Stocks drop as jobs report suggests more rate hikes

STORY: Wall Street fell sharply on Friday, pushing the S&P 500 to a fourth straight weekly decline despite a two-day rally earlier in the week.

The Dow fell more than 2%. The S&P 500 dropped 2.8%, while the Nasdaq lost 3.8%.

A solid September jobs report from the Labor Department suggested the Federal Reserve will stay the course with its aggressive interest rate hiking campaign, which Pacer ETFs president Sean O'Hara said would put further downward pressure on the stock market.

"I mean, I think that today's jobs report has sort of dashed everybody's hopes, if you will, in the short run. Right? I mean, so I think that's one of the key things to watch is if we start to see, you know, unemployment rise, you know, then I think that's you know, that's the other side of the Fed mandate, right, is control prices and inflation and then work towards full employment. So if it looks like what they're doing to fight one is having a negative or deleterious effect on the other than that could really be the, you know, the driver to make them sort of slow down a little."

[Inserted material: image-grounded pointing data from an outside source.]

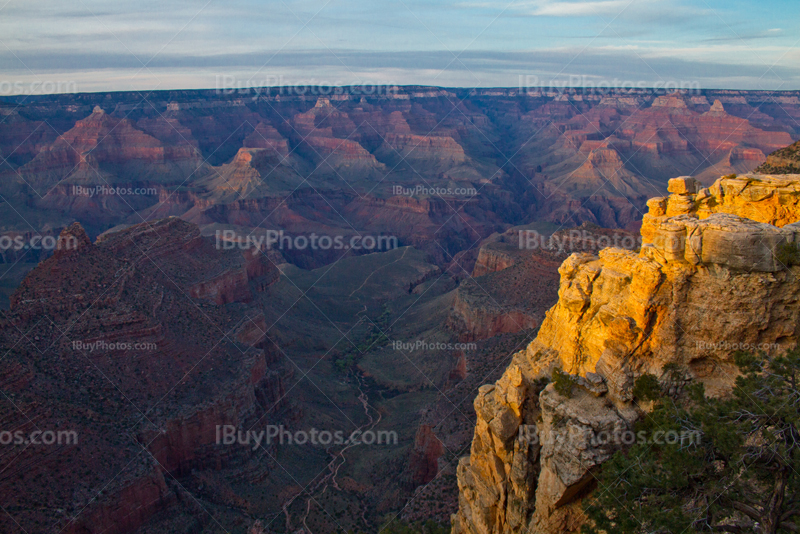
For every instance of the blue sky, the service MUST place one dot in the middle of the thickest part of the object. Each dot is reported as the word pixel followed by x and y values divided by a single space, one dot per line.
pixel 89 45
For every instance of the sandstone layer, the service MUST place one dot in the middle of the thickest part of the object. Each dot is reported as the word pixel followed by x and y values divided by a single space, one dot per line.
pixel 706 282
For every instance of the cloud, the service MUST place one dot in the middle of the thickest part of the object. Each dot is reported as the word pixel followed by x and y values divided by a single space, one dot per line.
pixel 555 67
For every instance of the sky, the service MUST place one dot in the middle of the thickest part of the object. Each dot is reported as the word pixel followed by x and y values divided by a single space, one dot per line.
pixel 53 46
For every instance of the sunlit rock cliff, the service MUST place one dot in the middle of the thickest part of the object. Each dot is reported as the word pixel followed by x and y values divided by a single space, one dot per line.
pixel 715 274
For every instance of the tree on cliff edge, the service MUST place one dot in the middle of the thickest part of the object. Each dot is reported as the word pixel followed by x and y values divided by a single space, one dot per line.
pixel 737 468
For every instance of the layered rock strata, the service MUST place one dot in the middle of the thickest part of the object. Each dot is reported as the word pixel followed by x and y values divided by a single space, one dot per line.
pixel 706 282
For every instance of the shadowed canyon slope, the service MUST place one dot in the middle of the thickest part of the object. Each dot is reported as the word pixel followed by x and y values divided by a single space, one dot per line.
pixel 439 169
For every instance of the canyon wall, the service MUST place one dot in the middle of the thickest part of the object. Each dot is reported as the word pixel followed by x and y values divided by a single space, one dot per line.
pixel 706 282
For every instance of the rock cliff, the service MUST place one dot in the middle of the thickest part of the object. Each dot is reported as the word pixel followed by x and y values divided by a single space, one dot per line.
pixel 115 342
pixel 706 282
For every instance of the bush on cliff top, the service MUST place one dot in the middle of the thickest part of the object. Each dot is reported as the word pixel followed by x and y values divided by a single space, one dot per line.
pixel 735 467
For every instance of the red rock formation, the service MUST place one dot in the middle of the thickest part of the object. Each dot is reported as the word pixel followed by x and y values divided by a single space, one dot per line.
pixel 141 374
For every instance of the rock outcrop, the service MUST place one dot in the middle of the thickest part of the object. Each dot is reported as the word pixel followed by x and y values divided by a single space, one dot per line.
pixel 141 366
pixel 706 282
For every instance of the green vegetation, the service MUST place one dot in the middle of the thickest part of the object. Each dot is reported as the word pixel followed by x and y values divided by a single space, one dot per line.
pixel 563 383
pixel 647 388
pixel 373 340
pixel 734 468
pixel 788 254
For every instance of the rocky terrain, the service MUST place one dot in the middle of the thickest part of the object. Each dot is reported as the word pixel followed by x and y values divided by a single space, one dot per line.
pixel 144 331
pixel 103 340
pixel 440 169
pixel 783 161
pixel 715 273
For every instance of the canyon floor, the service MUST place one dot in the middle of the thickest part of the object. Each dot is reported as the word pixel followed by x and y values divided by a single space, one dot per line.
pixel 158 318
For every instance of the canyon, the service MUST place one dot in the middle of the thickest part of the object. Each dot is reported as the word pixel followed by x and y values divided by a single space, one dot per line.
pixel 155 321
pixel 712 273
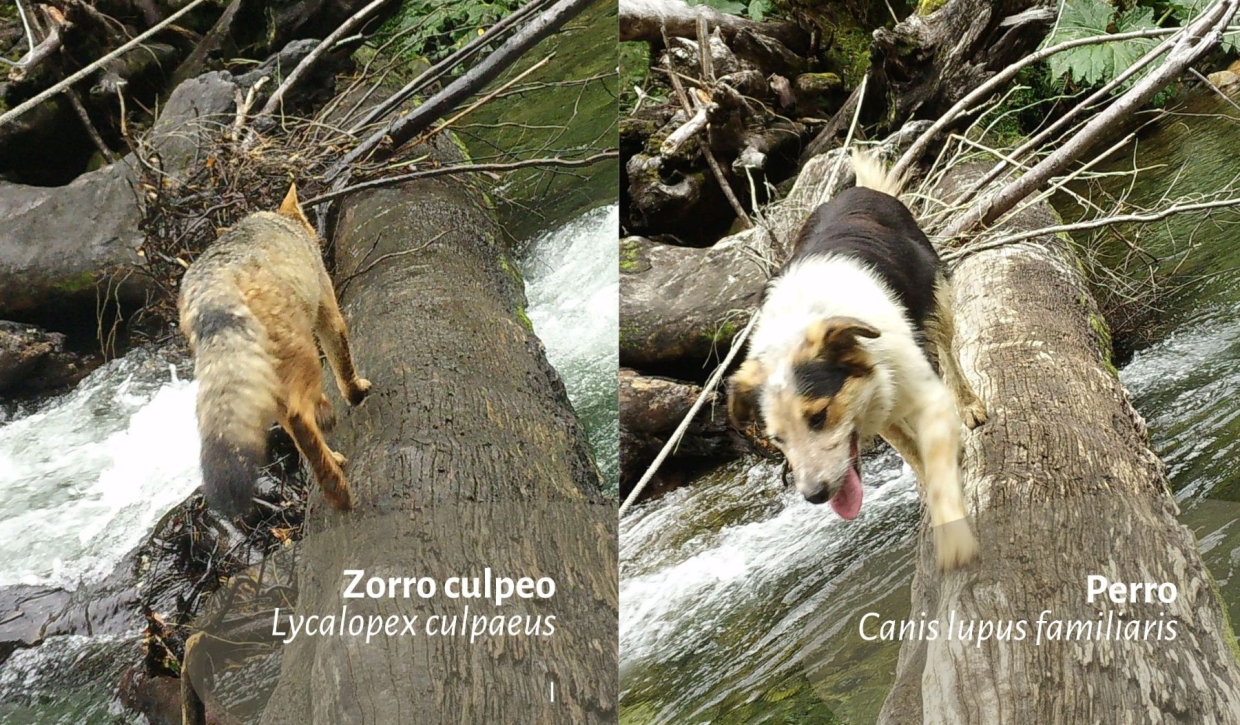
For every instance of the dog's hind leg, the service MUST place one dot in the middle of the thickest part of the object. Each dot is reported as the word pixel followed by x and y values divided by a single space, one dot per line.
pixel 301 376
pixel 334 336
pixel 936 428
pixel 900 439
pixel 940 331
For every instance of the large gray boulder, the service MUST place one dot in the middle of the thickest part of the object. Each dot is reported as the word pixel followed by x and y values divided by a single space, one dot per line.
pixel 62 249
pixel 681 306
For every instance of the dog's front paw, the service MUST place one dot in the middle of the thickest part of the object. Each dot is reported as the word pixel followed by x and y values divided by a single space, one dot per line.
pixel 955 545
pixel 357 391
pixel 324 414
pixel 974 414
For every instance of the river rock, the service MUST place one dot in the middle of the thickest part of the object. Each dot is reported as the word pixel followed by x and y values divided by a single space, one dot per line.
pixel 63 248
pixel 681 306
pixel 651 408
pixel 24 612
pixel 32 360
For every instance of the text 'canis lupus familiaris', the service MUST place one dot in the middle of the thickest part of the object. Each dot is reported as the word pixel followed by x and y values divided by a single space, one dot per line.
pixel 252 306
pixel 845 347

Semiconductor stocks were among the biggest percentage losers on Friday, after a warning from Advanced Micro Devices, which said its third-quarter revenue estimates were about $1 billion lower than previously forecast.

AMD's peers Qualcomm, Intel and Nvidia all fell with it, losing more than 3%, 5% and 8%, respectively.

And shares of FedEx slid after an internal memo seen by Reuters showed the division that handles most e-commerce deliveries expects to lower volume forecasts as its customers plan to ship fewer holiday packages.